Criticism also is growing over the alleged conflict of interest at the heart of his ties with the President and foreign governments through a cryptocurrency company majority-owned by the Trump family.
World Liberty Financial advertises itself as “leading a financial revolution by dismantling the stranglehold of traditional financial institutions”.
In practice, it provides a way for investors to give money to the Trump family, who own 60 per cent of the company and make 75 per cent of the net income from its coin sales.
Jacob Silverman, co-author of Easy Money: Cryptocurrency, Casino Capitalism, and the Golden Age of Fraud, says it is “a convenient way to put money in Trump’s pocket”.
Reuters estimated in March that the Trump family was entitled to about $US400m ($620m) in fees from WLF’s activities to that point.
Trump, who only four years ago said the world’s best known cryptocurrency “seems like a scam”, has now promised to be the “crypto president”. He has issued executive orders to deregulate the industry, removing controls designed to stop corruption and money laundering.
WLF lists the President as its “chief crypto advocate”, while Trump’s sons are “ambassadors”. Witkoff and his two sons are co-founders along with Chase Herro and Zak Folkman, two serial entrepreneurs who got into crypto after a youth spent dealing marijuana and making videos on how to seduce women, respectively.
In September 2024, Trump endorsed the company, along with his two oldest sons (he claims he has divested his businesses to his children). Witkoff advertised the company on his X account.
Sales were lagging until Justin Sun, a Chinese-born crypto-billionaire, invested $US30m in late 2024. Sun was then appointed by WLF as an official adviser.
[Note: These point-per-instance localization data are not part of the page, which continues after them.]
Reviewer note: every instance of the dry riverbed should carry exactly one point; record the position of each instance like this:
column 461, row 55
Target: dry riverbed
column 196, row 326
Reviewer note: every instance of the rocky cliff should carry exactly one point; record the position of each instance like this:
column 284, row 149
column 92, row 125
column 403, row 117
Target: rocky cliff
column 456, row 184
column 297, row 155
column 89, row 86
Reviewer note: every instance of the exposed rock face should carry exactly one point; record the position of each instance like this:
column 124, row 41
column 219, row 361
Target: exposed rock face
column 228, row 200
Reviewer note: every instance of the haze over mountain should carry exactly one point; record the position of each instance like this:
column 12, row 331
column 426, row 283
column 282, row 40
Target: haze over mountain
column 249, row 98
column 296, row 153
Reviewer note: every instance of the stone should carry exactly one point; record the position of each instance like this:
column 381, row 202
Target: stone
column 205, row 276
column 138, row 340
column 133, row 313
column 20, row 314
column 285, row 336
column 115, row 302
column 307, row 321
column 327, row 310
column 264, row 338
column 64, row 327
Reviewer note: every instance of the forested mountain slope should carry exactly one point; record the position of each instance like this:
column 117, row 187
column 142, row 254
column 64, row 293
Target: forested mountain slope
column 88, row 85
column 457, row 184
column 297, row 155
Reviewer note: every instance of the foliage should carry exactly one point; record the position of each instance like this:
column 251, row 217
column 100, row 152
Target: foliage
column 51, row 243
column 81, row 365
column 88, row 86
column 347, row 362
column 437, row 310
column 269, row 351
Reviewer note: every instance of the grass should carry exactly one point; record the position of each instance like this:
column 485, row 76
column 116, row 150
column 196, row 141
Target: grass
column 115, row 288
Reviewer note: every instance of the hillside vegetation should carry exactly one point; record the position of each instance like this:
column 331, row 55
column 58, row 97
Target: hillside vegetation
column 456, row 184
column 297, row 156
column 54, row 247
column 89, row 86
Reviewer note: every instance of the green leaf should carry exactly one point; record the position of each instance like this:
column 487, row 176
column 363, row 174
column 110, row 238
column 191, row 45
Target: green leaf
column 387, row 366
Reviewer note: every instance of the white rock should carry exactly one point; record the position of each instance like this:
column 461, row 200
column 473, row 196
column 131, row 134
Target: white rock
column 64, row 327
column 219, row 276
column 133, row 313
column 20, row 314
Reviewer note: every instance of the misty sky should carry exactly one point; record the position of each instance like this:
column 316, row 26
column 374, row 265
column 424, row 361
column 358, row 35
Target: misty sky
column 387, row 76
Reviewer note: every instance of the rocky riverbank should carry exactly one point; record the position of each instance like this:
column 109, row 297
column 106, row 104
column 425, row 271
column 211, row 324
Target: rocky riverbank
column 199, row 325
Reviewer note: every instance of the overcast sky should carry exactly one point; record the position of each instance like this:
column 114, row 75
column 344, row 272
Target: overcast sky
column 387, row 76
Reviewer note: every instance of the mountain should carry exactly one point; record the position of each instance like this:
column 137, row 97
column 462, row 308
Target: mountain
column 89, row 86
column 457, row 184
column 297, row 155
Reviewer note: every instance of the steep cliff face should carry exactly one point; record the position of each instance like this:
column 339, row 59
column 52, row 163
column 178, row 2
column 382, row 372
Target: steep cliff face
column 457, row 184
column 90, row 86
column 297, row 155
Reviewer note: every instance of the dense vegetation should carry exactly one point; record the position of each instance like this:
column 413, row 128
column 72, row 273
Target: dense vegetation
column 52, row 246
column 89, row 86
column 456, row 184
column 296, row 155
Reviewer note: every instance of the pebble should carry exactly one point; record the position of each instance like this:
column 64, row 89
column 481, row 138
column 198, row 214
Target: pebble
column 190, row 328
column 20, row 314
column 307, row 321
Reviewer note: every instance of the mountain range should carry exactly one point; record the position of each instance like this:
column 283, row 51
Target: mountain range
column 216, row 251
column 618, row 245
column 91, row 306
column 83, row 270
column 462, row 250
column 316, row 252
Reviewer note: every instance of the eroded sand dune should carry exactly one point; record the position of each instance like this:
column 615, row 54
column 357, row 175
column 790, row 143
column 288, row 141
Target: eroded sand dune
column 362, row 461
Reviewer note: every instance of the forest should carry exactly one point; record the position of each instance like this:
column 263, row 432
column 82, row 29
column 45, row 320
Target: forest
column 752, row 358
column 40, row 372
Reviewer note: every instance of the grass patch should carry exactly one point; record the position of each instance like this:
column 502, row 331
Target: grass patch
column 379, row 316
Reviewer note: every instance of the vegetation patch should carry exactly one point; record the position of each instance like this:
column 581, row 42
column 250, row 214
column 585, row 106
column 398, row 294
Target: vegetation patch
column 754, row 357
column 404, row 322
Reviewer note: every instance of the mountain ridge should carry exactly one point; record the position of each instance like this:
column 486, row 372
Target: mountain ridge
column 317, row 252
Before investing in WLF, Sun had been facing a lawsuit from the US Securities and Exchange Commission over allegations of fraud and market manipulation. That investigation was later halted. WLF has denied any link between the events.
After the president-elect named him Middle East envoy, Witkoff held meetings with prominent officials, including Sheik Tahnoon bin Zayed al-Nahyan of Abu Dhabi, known as the “spy sheik” for his role in the country’s intelligence apparatus.
In April, Zach Witkoff announced that WLF had struck a deal with an Emirati state-owned company chaired by al-Nahyan to buy $US2bn worth of their cryptocurrency. Soon after, his father met the sheik again to unveil an agreement that gives the UAE access to millions of US-made computer chips, according to an account first reported in The Wall Street Journal.
This northern spring, Witkoff Jr and his partners at WLF also met Pakistani officials including the Prime Minister, the Defence Minister and the army chief of staff to pitch their cryptocurrency.
A press release issued after the meeting highlighted that Trump was a backer of WLF and that Zach Witkoff was the son of his Middle East envoy.
A senior official present at the meeting said he believed the company could provide useful access to the administration.
“It just makes you want to smack your head against the desk,” the informal adviser says. “It’s totally out of some Central Asian potentate where it’s ‘let’s get the family in on the business’. It’s ridiculous.”
Witkoff denies all wrongdoing and has said he is divesting himself of his businesses, which he’s handed over to his sons.
“Mr Witkoff left behind a massive business enterprise to serve as special envoy and the results speak for themselves, including the release of Edan Alexander and Marc Fogel. The President is incredibly proud of Mr Witkoff and all that he has accomplished and will continue to leverage his talents to advance his America First foreign policy vision,” White House deputy press secretary Anna Kelly says.